The board approved a few items during a hearing on Aug. 11, including sewer system improvements, water testing at town hall for PFAS, and others. The board will review a request by Lockes Island residents for broadband improvements at a later time.

During Wednesday's meeting, the board approved putting over $177,000 to improvements in the Gunstock Acres Village Water District. The district had also requested some funding to help with the $1 million in projected water system improvements over the next several years. This year's budget would need to raise an estimated $177,392 from tax dollars to help with the improvements. Dunn said the federal funding could help offset the tax burden for a project that would serve at least 600 residents.

"My thought — it's a good chunk of our population's water system improvements, and if we could give those folks some tax relief through the use of this fund, that might be an appropriate thing to do," Dunn said.

Resident Carolyn Johnson questioned the expenditure, saying this is a service that would go to a small, more affluent subset of the town, and said tax mitigation wasn't an allowed use of the funds. Dunn said the funds would be used for water system improvements, which is a designated use.

The board approved spending $177,392 for these water improvements at Gunstock Acres.

Johnson proposed using some of the funding for solar panels on town hall. She said she reviewed the list of requirements for the funds and said she found the list is nonexclusive and the funds can be used in any way for communities to help mitigate money lost from the pandemic. Johnson said could reduce the town's electric bill to a fraction and the money they save could be used for the good of the town. She also said town could also use this to establish a better energy structure that could branch off into other areas.

"You can set up a virtuous circle for the town that builds into a future of a more efficient energy system and takes adv of this onetime opportunity," Johnson said.

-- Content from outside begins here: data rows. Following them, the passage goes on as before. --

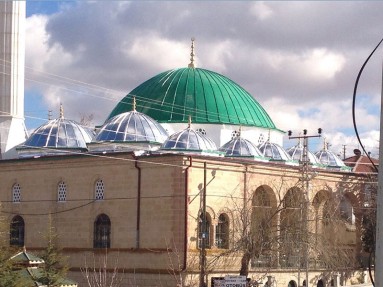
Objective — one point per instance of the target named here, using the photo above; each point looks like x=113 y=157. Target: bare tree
x=277 y=228
x=99 y=274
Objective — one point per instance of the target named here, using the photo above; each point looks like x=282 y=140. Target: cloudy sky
x=298 y=59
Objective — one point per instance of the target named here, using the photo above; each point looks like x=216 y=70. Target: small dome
x=132 y=127
x=188 y=139
x=274 y=151
x=296 y=153
x=329 y=158
x=211 y=98
x=60 y=133
x=240 y=147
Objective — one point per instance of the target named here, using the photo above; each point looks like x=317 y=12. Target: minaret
x=12 y=60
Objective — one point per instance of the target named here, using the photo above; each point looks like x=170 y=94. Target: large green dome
x=208 y=97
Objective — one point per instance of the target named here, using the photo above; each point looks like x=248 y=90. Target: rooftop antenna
x=191 y=64
x=134 y=104
x=61 y=111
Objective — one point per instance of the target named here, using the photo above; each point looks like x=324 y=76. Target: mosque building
x=187 y=181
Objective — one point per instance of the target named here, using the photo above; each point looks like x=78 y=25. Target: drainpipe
x=138 y=202
x=186 y=212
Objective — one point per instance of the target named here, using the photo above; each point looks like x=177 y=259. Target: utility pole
x=305 y=185
x=203 y=233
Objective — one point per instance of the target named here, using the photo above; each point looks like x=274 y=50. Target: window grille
x=17 y=230
x=99 y=190
x=102 y=228
x=204 y=231
x=222 y=232
x=16 y=193
x=61 y=192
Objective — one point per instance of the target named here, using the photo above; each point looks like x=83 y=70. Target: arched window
x=222 y=232
x=17 y=231
x=16 y=193
x=346 y=210
x=99 y=190
x=102 y=227
x=204 y=227
x=61 y=192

Dunn said he would not support this and said he questioned if this would be an allowed use. Selectman Chan Eddy said, from an engineering standpoint, solar panels aren't as effective in colder northern environments like New Hampshire. Johnson said her solar panels have generated close to 14,000 kilowatts, even during the winter, and said places like Germany have had great success with them.

Eddy asked Johnson to talk with some experts and come up with possible costs for such a project. She said she would get that information.